作者
Jan Senderek,M. Krieger,Claudia Stendel,Carsten Bergmann,Markus Moser,N. Breitbach-Faller,Sabine Rudnik-Schöneborn,A. Blaschek,Nicole I. Wolf,Inga Harting,Kathryn N. North,Janine Smith,Francesco Muntoni,Martin Brockington,Susana Quijano-Roy,F. Renault,R. Herrmann,Linda M. Hendershot,J. M. Schröder,Hanns Lochmüller,Haluk Topaloglu,Thomas Voit,Joachim Weis,Friedrich Ebinger,Klaus Zerres
摘要
SIL1 (also called BAP) acts as a nucleotide exchange factor for the Hsp70 chaperone BiP (also called GRP78), which is a key regulator of the main functions of the endoplasmic reticulum.
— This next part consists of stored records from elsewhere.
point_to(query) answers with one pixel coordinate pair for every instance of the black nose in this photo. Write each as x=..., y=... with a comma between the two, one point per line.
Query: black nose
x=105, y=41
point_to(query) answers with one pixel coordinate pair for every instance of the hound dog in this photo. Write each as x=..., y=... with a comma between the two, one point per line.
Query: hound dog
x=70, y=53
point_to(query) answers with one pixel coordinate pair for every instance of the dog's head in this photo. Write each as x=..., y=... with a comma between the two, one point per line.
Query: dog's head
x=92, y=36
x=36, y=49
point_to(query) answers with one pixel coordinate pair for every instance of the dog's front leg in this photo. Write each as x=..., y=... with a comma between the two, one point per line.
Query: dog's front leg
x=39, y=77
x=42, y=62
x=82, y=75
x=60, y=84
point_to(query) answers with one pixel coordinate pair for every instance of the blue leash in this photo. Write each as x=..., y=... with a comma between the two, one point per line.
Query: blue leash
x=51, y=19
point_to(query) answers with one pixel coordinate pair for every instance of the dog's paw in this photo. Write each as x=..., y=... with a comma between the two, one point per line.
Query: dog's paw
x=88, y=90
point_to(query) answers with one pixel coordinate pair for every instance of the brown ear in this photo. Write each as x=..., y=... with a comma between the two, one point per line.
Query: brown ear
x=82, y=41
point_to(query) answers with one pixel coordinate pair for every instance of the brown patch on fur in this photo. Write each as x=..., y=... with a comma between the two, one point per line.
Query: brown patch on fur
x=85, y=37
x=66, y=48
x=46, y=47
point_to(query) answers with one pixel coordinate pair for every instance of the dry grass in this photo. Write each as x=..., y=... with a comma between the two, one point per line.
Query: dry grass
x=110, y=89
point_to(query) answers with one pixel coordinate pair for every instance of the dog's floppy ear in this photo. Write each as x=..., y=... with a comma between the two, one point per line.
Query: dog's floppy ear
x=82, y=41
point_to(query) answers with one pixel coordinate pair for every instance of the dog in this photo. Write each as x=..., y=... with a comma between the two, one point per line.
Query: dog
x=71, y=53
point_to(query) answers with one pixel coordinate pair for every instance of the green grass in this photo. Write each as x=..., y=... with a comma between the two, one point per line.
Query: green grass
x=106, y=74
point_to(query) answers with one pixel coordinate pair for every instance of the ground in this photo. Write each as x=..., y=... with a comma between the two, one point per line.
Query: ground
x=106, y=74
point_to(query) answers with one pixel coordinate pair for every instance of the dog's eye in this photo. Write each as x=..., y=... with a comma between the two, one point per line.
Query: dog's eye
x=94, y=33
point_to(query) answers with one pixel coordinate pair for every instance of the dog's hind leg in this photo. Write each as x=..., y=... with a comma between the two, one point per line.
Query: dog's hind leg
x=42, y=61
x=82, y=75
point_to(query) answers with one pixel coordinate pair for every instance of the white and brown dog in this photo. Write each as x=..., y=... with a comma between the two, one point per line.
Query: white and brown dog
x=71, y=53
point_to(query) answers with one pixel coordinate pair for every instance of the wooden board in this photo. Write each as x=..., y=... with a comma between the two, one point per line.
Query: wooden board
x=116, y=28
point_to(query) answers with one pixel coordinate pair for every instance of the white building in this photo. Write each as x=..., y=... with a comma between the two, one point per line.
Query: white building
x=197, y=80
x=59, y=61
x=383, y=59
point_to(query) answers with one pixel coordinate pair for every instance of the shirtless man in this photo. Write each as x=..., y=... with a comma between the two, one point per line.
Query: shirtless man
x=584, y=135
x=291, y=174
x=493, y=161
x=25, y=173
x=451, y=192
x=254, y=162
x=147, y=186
We found nine distinct mutations that would disrupt the SIL1 protein in individuals with Marinesco-Sjogren syndrome, an autosomal recessive cerebellar ataxia complicated by cataracts, developmental delay and myopathy. Identification of SIL1 mutations implicates Marinesco-Sjogren syndrome as a disease of endoplasmic reticulum dysfunction and suggests a role for this organelle in multisystem disorders.